Being an Atari alumni from the early 80s, the book and the movie was a trip down Memory Lane. But in general it sounded like a number of my VR and gamer buddies who talk about current or nostalgic games and movies all day. It also reminds me of those early personal webpages where people would list their favorite movies and their album/CD collection. One interesting thin though, some game enthusiasts have reminisced to me about early VCS game titles, as if they were a best friend in their childhood. They don't look at the early games as old school. They honor them.
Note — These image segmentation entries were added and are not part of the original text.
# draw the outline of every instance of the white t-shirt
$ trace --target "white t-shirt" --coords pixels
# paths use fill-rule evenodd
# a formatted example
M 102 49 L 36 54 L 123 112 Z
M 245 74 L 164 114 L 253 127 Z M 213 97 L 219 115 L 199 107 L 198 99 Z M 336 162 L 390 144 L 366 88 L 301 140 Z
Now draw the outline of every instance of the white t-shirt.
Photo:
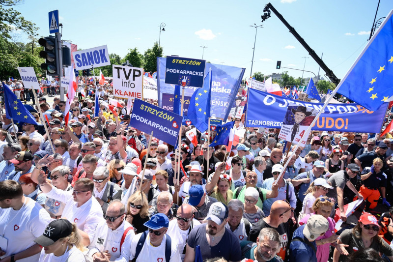
M 104 219 L 102 208 L 95 198 L 92 196 L 85 203 L 78 207 L 78 203 L 74 201 L 72 195 L 55 187 L 46 193 L 46 195 L 48 197 L 65 203 L 61 216 L 67 218 L 71 223 L 76 223 L 78 228 L 89 235 L 91 241 L 97 225 Z
M 19 261 L 19 260 L 18 261 Z M 41 251 L 39 262 L 65 262 L 71 261 L 85 261 L 84 255 L 75 246 L 67 249 L 62 256 L 56 257 L 53 253 L 45 254 L 44 249 Z
M 25 204 L 19 210 L 13 208 L 0 208 L 1 234 L 8 240 L 5 258 L 17 254 L 35 244 L 33 240 L 42 235 L 51 222 L 51 217 L 40 204 L 25 198 Z M 19 262 L 37 261 L 38 253 Z
M 112 230 L 108 227 L 106 221 L 104 221 L 99 224 L 97 226 L 93 241 L 88 247 L 89 257 L 92 257 L 97 252 L 108 250 L 111 254 L 110 261 L 114 261 L 120 256 L 120 242 L 121 241 L 123 234 L 130 227 L 131 229 L 127 232 L 121 248 L 122 256 L 129 257 L 130 246 L 135 233 L 132 226 L 125 221 L 114 230 Z
M 123 258 L 122 261 L 128 261 L 132 260 L 135 257 L 135 251 L 137 248 L 139 239 L 142 233 L 140 233 L 134 237 L 131 241 L 131 255 L 129 258 Z M 150 238 L 149 234 L 146 237 L 143 246 L 140 250 L 136 262 L 165 262 L 165 245 L 167 239 L 167 235 L 164 236 L 161 244 L 158 247 L 154 247 L 150 244 Z M 176 241 L 172 241 L 172 244 L 170 247 L 170 259 L 169 262 L 179 262 L 181 261 L 180 255 L 179 254 L 179 250 L 177 249 L 177 245 Z
M 193 228 L 200 225 L 200 223 L 195 219 L 193 219 Z M 169 227 L 167 234 L 170 236 L 172 242 L 174 241 L 177 245 L 177 249 L 179 250 L 182 261 L 184 260 L 184 256 L 186 255 L 183 251 L 185 251 L 184 249 L 186 248 L 186 243 L 187 242 L 187 237 L 190 232 L 190 228 L 187 230 L 182 230 L 179 229 L 177 225 L 177 219 L 173 219 L 169 222 Z

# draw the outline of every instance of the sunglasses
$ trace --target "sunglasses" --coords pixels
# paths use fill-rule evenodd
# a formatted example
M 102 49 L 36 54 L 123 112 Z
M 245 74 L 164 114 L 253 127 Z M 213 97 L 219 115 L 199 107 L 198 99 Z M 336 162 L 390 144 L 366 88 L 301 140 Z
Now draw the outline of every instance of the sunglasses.
M 378 226 L 373 226 L 371 227 L 369 225 L 363 225 L 363 227 L 365 228 L 365 229 L 367 230 L 370 230 L 371 229 L 372 229 L 372 230 L 375 232 L 379 231 L 379 227 Z
M 142 205 L 141 205 L 140 204 L 136 205 L 134 203 L 133 203 L 132 202 L 130 202 L 130 206 L 131 206 L 133 208 L 136 208 L 137 209 L 140 209 L 142 208 Z
M 160 232 L 159 231 L 155 231 L 151 229 L 149 229 L 149 232 L 150 233 L 154 233 L 154 234 L 156 235 L 161 235 L 161 234 L 164 233 L 164 232 Z
M 102 216 L 104 217 L 104 219 L 105 220 L 109 220 L 109 221 L 111 221 L 111 222 L 114 222 L 115 220 L 116 220 L 117 219 L 118 219 L 118 218 L 119 218 L 120 217 L 121 217 L 122 215 L 120 215 L 117 216 L 116 216 L 115 217 L 112 217 L 112 216 L 108 216 L 107 215 L 102 215 Z

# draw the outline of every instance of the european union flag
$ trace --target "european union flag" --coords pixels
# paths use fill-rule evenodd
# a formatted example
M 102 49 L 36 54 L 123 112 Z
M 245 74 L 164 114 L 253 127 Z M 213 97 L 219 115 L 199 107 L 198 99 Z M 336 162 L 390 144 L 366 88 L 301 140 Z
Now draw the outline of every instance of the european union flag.
M 203 87 L 196 90 L 190 101 L 187 116 L 197 129 L 205 132 L 209 127 L 210 115 L 210 91 L 212 88 L 211 69 L 205 76 Z
M 234 122 L 228 122 L 226 124 L 217 127 L 217 134 L 214 137 L 214 140 L 209 146 L 215 146 L 219 145 L 228 146 L 229 141 L 229 133 L 233 128 Z
M 14 121 L 38 125 L 35 119 L 25 107 L 21 100 L 17 98 L 15 94 L 4 83 L 3 83 L 3 89 L 4 89 L 5 100 L 4 106 L 5 108 L 6 117 L 8 119 L 12 118 Z
M 393 10 L 337 86 L 337 92 L 375 111 L 393 94 Z
M 319 94 L 318 93 L 315 85 L 314 85 L 314 81 L 312 81 L 312 79 L 311 78 L 310 78 L 310 82 L 309 82 L 307 88 L 306 88 L 306 93 L 308 94 L 309 96 L 310 96 L 321 102 L 321 97 L 319 96 Z

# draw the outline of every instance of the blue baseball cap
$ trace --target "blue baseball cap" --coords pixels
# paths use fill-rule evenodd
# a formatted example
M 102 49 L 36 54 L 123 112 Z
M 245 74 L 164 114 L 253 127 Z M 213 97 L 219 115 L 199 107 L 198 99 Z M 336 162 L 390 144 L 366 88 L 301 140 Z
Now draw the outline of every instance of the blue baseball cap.
M 203 188 L 200 185 L 194 185 L 190 188 L 188 194 L 190 198 L 188 199 L 188 204 L 191 205 L 197 205 L 202 199 L 202 197 L 205 193 Z
M 158 213 L 152 216 L 150 220 L 145 222 L 143 225 L 153 230 L 169 227 L 169 219 L 165 214 Z

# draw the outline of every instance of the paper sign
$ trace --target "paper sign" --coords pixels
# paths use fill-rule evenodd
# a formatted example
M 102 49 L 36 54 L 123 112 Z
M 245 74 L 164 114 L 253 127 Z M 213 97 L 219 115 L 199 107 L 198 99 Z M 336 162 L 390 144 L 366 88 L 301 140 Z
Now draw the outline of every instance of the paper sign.
M 79 70 L 111 64 L 106 45 L 73 52 L 72 56 L 75 62 L 75 68 Z
M 176 145 L 182 117 L 140 99 L 136 99 L 130 125 L 172 146 Z
M 143 68 L 113 65 L 113 95 L 122 98 L 143 99 Z
M 206 60 L 167 57 L 165 83 L 201 87 Z
M 40 89 L 40 85 L 37 76 L 32 67 L 18 67 L 18 71 L 21 75 L 21 79 L 23 82 L 25 87 L 27 88 Z

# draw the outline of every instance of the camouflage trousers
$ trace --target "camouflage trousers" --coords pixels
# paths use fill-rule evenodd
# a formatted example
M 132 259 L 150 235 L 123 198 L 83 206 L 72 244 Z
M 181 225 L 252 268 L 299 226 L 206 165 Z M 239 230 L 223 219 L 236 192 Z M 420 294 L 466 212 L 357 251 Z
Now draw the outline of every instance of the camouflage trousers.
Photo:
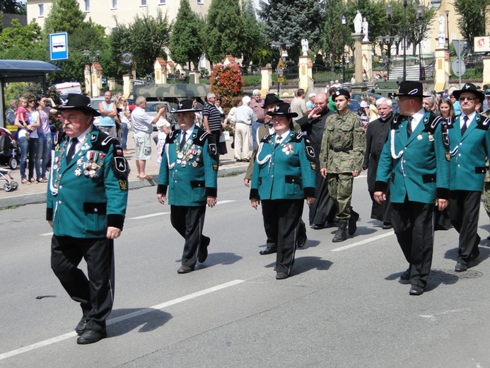
M 486 181 L 483 187 L 483 207 L 490 217 L 490 182 Z
M 352 199 L 352 185 L 354 176 L 347 173 L 328 173 L 328 193 L 337 205 L 339 221 L 346 222 L 351 217 L 351 200 Z

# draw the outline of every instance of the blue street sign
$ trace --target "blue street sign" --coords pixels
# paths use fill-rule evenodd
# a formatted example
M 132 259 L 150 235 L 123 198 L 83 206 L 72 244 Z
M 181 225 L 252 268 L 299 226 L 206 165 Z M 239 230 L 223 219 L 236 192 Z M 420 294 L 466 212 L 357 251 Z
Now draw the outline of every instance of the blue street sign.
M 68 35 L 66 32 L 49 35 L 49 56 L 52 62 L 68 59 Z

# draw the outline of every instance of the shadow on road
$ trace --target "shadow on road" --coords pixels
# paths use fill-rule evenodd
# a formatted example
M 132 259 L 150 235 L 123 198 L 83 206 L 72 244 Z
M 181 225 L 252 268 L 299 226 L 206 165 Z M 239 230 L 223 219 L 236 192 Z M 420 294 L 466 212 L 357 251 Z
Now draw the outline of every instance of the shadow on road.
M 117 317 L 127 316 L 133 313 L 141 312 L 139 316 L 129 317 L 128 319 L 113 323 L 110 328 L 111 336 L 120 336 L 141 326 L 138 332 L 149 332 L 163 326 L 170 321 L 172 315 L 160 309 L 149 311 L 146 308 L 122 309 L 115 309 L 111 314 L 111 318 L 107 320 L 107 324 L 111 323 L 111 319 Z

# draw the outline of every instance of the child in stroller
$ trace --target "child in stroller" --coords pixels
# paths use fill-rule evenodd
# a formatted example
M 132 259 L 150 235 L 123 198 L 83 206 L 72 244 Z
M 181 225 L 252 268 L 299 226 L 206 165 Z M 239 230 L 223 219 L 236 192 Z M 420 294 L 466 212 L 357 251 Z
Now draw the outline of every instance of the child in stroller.
M 0 168 L 0 180 L 6 181 L 6 183 L 4 184 L 4 190 L 6 192 L 15 190 L 18 188 L 18 183 L 12 179 L 12 177 L 10 176 L 10 170 Z
M 0 127 L 0 165 L 8 165 L 10 168 L 17 168 L 21 149 L 13 134 L 7 129 Z

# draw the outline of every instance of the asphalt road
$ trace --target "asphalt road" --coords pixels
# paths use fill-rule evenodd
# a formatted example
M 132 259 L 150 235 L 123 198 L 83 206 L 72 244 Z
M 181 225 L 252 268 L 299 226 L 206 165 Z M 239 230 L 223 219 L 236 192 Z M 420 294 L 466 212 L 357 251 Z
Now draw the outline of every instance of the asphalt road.
M 490 367 L 488 241 L 456 274 L 457 234 L 437 231 L 427 290 L 409 296 L 398 282 L 407 265 L 392 231 L 369 219 L 361 177 L 356 236 L 333 243 L 334 228 L 308 229 L 292 277 L 276 280 L 242 179 L 218 179 L 209 256 L 187 275 L 177 273 L 183 241 L 169 206 L 155 187 L 130 192 L 108 338 L 91 345 L 76 345 L 81 310 L 49 268 L 45 205 L 0 211 L 0 367 Z M 482 209 L 484 239 L 488 224 Z

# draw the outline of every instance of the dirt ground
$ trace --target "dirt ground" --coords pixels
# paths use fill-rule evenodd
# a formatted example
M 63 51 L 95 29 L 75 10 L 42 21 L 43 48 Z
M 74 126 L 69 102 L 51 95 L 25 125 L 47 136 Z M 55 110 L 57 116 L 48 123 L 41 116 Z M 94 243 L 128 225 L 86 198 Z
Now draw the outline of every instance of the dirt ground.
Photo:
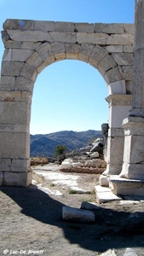
M 144 255 L 144 201 L 97 205 L 93 224 L 66 222 L 63 206 L 95 202 L 99 175 L 38 168 L 34 185 L 0 188 L 0 255 Z

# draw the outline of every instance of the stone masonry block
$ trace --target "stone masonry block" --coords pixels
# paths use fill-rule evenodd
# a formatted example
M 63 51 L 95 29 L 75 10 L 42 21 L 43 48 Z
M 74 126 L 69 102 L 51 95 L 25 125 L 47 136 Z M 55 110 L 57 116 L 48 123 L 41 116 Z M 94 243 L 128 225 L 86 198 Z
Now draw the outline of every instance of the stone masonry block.
M 119 70 L 117 67 L 107 71 L 105 79 L 108 84 L 123 80 Z
M 107 45 L 132 45 L 134 36 L 131 34 L 112 34 L 108 37 Z
M 22 42 L 20 49 L 35 49 L 37 48 L 40 44 L 42 44 L 41 42 Z M 20 47 L 19 47 L 20 48 Z
M 111 127 L 108 129 L 108 137 L 124 137 L 124 128 L 113 128 Z
M 143 164 L 123 164 L 120 177 L 130 179 L 144 180 L 144 165 Z
M 124 140 L 124 161 L 129 164 L 144 163 L 143 145 L 143 136 L 126 136 Z
M 144 119 L 135 116 L 128 116 L 123 120 L 123 127 L 126 136 L 144 137 Z
M 44 32 L 52 32 L 55 29 L 55 21 L 47 21 L 47 20 L 35 20 L 34 30 L 44 31 Z
M 31 103 L 32 95 L 28 91 L 0 91 L 0 102 L 26 102 Z
M 10 49 L 9 49 L 10 50 Z M 29 56 L 31 56 L 33 53 L 32 49 L 12 49 L 11 53 L 11 61 L 25 61 Z
M 43 65 L 44 63 L 44 61 L 43 58 L 40 57 L 40 55 L 34 52 L 26 61 L 29 65 L 32 66 L 34 68 L 37 70 L 39 66 Z
M 20 31 L 7 30 L 9 37 L 14 41 L 20 42 L 53 42 L 50 35 L 43 31 Z
M 26 102 L 0 102 L 0 124 L 29 125 L 30 107 Z
M 14 90 L 15 77 L 2 76 L 0 79 L 0 90 Z
M 118 65 L 133 65 L 132 53 L 112 53 L 112 56 Z
M 21 69 L 20 76 L 35 82 L 37 76 L 37 72 L 33 67 L 27 63 L 25 63 L 24 67 Z
M 106 45 L 108 36 L 104 33 L 77 33 L 78 44 L 93 44 Z
M 79 59 L 84 62 L 89 62 L 89 55 L 94 49 L 93 44 L 82 44 L 79 50 Z
M 24 63 L 20 61 L 3 61 L 1 75 L 16 77 L 19 76 Z
M 32 20 L 14 20 L 7 19 L 3 23 L 3 29 L 14 30 L 33 30 L 35 21 Z
M 49 35 L 54 42 L 76 43 L 77 41 L 75 32 L 70 33 L 70 32 L 49 32 Z
M 134 30 L 135 30 L 134 26 L 135 26 L 134 24 L 124 24 L 125 32 L 134 35 Z
M 54 53 L 49 43 L 41 44 L 41 45 L 39 45 L 36 49 L 36 50 L 37 54 L 41 56 L 41 58 L 44 61 L 46 66 L 49 63 L 52 63 L 55 61 Z
M 94 32 L 94 24 L 75 23 L 75 32 Z
M 74 23 L 73 22 L 62 22 L 62 21 L 55 22 L 55 32 L 74 32 Z
M 117 63 L 111 55 L 107 55 L 98 64 L 98 70 L 101 71 L 101 73 L 105 73 L 107 70 L 115 67 L 116 66 Z
M 124 137 L 109 137 L 107 143 L 107 161 L 111 164 L 122 164 Z
M 3 186 L 27 187 L 32 183 L 32 172 L 3 173 Z
M 107 50 L 108 53 L 123 52 L 123 45 L 108 45 L 106 47 L 106 50 Z
M 66 59 L 78 60 L 79 57 L 80 45 L 78 44 L 65 44 Z
M 133 80 L 133 66 L 119 66 L 118 70 L 124 80 Z
M 93 212 L 84 209 L 77 209 L 70 207 L 62 207 L 62 218 L 65 220 L 89 223 L 95 221 Z
M 0 132 L 0 158 L 28 159 L 30 135 L 24 132 Z
M 134 52 L 134 47 L 133 45 L 124 45 L 123 46 L 123 51 L 124 52 Z
M 114 34 L 114 33 L 123 34 L 124 33 L 124 24 L 95 23 L 94 31 L 95 32 L 103 32 L 107 34 Z
M 53 43 L 50 44 L 52 52 L 55 55 L 55 60 L 63 60 L 66 57 L 65 54 L 65 44 L 62 43 Z
M 110 186 L 115 195 L 143 196 L 144 182 L 128 178 L 111 178 Z
M 0 174 L 2 172 L 10 172 L 10 165 L 11 158 L 0 158 Z
M 107 163 L 107 169 L 103 172 L 103 174 L 105 174 L 105 175 L 119 175 L 119 173 L 122 171 L 122 165 L 123 165 L 123 161 L 121 164 Z
M 3 44 L 4 44 L 5 49 L 9 49 L 9 48 L 10 48 L 10 49 L 21 49 L 22 42 L 7 40 Z
M 99 45 L 95 45 L 90 56 L 89 64 L 97 68 L 99 62 L 107 55 L 107 50 Z

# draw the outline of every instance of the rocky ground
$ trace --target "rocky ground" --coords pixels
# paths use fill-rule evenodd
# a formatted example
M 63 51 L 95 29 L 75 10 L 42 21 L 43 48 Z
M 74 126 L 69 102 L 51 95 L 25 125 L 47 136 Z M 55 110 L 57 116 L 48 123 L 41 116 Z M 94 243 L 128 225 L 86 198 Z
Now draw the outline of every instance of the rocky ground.
M 98 174 L 34 168 L 29 188 L 0 189 L 0 255 L 144 255 L 144 201 L 97 205 L 95 222 L 66 222 L 62 207 L 95 203 Z

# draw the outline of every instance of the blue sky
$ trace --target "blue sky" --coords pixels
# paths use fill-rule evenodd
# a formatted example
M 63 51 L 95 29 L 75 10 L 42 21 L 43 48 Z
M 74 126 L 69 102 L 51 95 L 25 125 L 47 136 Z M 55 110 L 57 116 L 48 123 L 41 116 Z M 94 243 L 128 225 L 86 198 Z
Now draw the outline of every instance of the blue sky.
M 0 0 L 6 19 L 88 23 L 133 23 L 135 0 Z M 0 60 L 3 54 L 0 40 Z M 34 86 L 30 132 L 101 130 L 108 122 L 107 87 L 101 75 L 79 61 L 45 68 Z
With that, I can see how RPO is such a big deal. As an experienced avatar, it was nice to see what Rosedale had said Secondlife would look like by 2013. A quote from his keynote speech the Tech Museum in 2008: "In 5 years, Secondlife will look like Hollywood CG" - Well we know how that's all slowly coming to fruition. "We're gonna need a bigger boat" and many of us have moved on to create and play in pro game engine virtual worlds. My preference is Unity3D-based Sine.Space (mainly for the white labeling/rebranding capability), but they are all good.

Prior to the RPO movie release, I forecasted that there would be a hundred VR startups going after the education market because the book emphasized that Wade and his generation went to school in the Oasis. And of course all these VR startups would think that they are the first to do education in VR, like most other VR startups thinking they are inventing what we have been doing in virtual worlds for at least 15 years. But the movie didn't touch on that all. It showed kids in a conventional classroom. Which is good. Less competition for the virtual worlds education sector that actually knows HOW to do it because of their years of experience.

So I say “Thumbs Up” for the RPO movie, even though I agree with many of the comments in this thread, It is PR and Marketing for virtual worlds and its capabilities. Millions of people that have never been an avatar, are flocking to see RPO. That can only be a good thing for thousands of virtual world content creators and lonely avatars that could use more friends to interact with.

PerYourHealth

Prior to the RPO movie release, I forecasted that there would be a hundred VR startups going after the education market because the book emphasized that Wade and his generation went to school in the Oasis. And of course all these VR startups would think that they are the first to do education in VR, like most other VR startups thinking they are inventing what we have been doing in virtual worlds for at least 15 years. But the movie didn't touch on that all. It showed kids in a conventional classroom. Which is good. Less competition for the virtual worlds education sector that actually knows HOW to do it because of their years of experience.

MyMorri

I really appreciated this piece. I often think of how much of a time suck and a mental drain diving into comment conversations can be. But sometimes it is worth it. At the end of the day, it's important to assert oneself and to attempt to have discussions about what matters to you.